The joint venture, in which each company will own a 50 percent stake, is expected to be completed in the second half of this year, Cargill said on Thursday.

"It's basically the marketing arm of Cargill joining the production arm of Copersucar. They are completely different entities, so it's a perfect fit really," a European analyst said.

Both companies are among the world's top sugar traders, with their major competitors including Sucres et Denrees (Sucden), Louis Dreyfus and ED&F Man.

The new entity "would be among the biggest ... if not the biggest (sugar trader in the world)", Platts Kingsman analyst Claudiu Covrig said.

"Copersucar is stronger internally (within Brazil), while Cargill is seeing better the international market. The logistics of Cargill are fantastic in different commodities, so it is a win-win situation," he said.

Cargill carried out a major shake-up of its sugar-trading activities in late 2011, when it suffered its worst quarterly performance in a decade, with sugar losses among the factors cited.

Top trader Jonathan Drake left the company in late 2011 and was replaced by Ivo Sarjanovic, who will be appointed chief executive officer once the new company is formed.


"Cargill have gone under a restructuring since Jonathan Drake left. They have been noticeably less aggressive ... maybe it (the deal) is a sign that they're going to step up to the plate and really go for it again," the European analyst said.

Copersucar has 47 associated mills in the main centre-south cane belt of Brazil, the world's leading sugar producer. It exported 6.8 million tonnes of sugar in 2013, an increase of 11 percent from the previous year, despite a fire in October which crippled its Santos terminal.

"This is the latest development of a consolidation which has been unfolding in the sugar market," analyst Julio Maria Borges of consultants and brokers Job Economia said.

"The smaller mills and trading companies will find it harder now, because there are few options for buyers with Copersucar and Cargill working together."

The cane crop in Brazil is used to produce both sugar and bioethanol. Weak prices and four straight years of oversupply have dented global margins, hurting even the most efficient mills, and consolidation in the sector has been expected.

The biggest exporter of Brazilian bioethanol, Raizen, was created in 2010 when oil major Royal Dutch Shell formed a joint venture with Brazilian producer Cosan.

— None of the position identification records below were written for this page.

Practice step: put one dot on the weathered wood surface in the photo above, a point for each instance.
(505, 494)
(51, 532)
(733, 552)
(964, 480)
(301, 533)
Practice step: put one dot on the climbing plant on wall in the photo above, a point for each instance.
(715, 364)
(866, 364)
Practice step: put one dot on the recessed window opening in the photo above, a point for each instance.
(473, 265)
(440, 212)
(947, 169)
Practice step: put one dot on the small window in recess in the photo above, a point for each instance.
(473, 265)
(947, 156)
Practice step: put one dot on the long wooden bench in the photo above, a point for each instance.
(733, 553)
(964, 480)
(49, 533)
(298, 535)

"This is good for the sector. It shows Cargill has confidence in Brazil. They will likely have some gains from combining their logistics operations at least," said the head of the trading desk at a large Asian trader, which does business with Cargill and Copersucar.

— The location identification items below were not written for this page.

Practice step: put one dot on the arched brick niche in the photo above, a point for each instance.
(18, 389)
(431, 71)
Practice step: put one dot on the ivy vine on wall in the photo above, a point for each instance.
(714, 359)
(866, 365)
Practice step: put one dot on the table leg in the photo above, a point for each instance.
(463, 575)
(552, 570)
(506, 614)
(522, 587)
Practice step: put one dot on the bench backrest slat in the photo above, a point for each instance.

"We'll have to see the details, but if Cargill hand off some of the origination work to Copersucar and focus on the international side of the sugar trade, it might work well."

Both companies' ethanol businesses and fixed assets, such as terminals and mills, are excluded from the transaction.

Cargill also announced on Thursday it will stop trading coal trading and dealing in gas and power in Europe, becoming the first traditional commodities trading firm to step away from the hard-hit sector.